Technically I'm not sure if the GOP message 'unknown driver' is technically referring to the IGP (missing in this case) or the BIOS literally saying it can't figure out what the GOP software on the graphics card is.

In theory this should all be standard but incompatibilities can always randomly exist - I'll be honest this is a bit of a shot in the dark move - I doubt it'll make a difference.
Otherwise, another different graphics card is needed to see if this is just a glitch with the one you have.
Nvidia may have (comparatively) solid drivers but, outside of the Quadro cards, their VBIOS implementation and how it handles monitors and different interfaces + GOP+UEFI is not quite as good. Sure some of this may be down to the vendors, but it all comes from one source to begin with....
Hey there!
Looks like I’ve been away from this forum for quite a while—work’s been keeping me super busy.

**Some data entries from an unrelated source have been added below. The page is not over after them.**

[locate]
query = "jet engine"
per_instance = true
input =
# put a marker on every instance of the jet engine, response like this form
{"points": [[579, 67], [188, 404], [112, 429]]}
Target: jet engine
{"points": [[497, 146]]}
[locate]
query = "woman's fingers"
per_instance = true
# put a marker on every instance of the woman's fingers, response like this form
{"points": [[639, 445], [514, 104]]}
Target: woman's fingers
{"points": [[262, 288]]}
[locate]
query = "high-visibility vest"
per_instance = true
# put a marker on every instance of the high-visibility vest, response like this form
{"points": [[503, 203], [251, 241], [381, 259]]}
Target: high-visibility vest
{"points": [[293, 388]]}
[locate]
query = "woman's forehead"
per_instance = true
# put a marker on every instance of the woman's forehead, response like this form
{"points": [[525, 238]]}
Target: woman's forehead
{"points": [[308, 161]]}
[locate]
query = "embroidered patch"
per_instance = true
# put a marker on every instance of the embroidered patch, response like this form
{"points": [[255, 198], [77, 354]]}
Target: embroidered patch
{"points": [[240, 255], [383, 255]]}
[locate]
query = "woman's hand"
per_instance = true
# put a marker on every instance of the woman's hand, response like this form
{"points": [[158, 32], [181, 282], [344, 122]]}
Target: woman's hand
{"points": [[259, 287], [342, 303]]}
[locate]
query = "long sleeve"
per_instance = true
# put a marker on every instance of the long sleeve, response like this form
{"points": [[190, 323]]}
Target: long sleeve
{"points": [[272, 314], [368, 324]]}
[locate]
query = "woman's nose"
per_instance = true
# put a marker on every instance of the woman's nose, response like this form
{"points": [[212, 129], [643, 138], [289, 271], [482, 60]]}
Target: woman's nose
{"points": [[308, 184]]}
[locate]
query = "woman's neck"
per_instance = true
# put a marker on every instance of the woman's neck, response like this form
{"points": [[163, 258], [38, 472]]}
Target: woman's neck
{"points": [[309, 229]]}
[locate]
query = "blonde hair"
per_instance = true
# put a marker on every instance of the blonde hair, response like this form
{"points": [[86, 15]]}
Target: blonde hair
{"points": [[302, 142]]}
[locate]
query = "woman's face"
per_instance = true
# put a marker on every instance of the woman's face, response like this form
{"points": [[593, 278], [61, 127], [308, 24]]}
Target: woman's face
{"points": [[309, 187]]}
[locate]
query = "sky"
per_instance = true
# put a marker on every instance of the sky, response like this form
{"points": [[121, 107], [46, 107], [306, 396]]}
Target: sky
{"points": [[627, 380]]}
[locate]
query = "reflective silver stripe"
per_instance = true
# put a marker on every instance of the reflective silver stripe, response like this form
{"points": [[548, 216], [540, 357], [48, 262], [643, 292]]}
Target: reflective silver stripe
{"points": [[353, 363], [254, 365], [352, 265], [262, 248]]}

Anyway, I finally had a chance to try your suggestion about flashing an older BIOS version using the support page from MSI (https://id.msi.com/Motherboard/B360M-BAZOOKA/support#cpu). I tried going back to the version shown in image 1, but ran into an issue: that version doesn’t seem to have the “Windows 10 WHQL support” setting, which is needed to enable UEFI mode for Secure Boot. So, Secure Boot can’t be activated with that older BIOS version.

At this point, I’m honestly starting to suspect it might just be a hardware defect or some other flaw with the product. Feels like there’s no fix that really works here.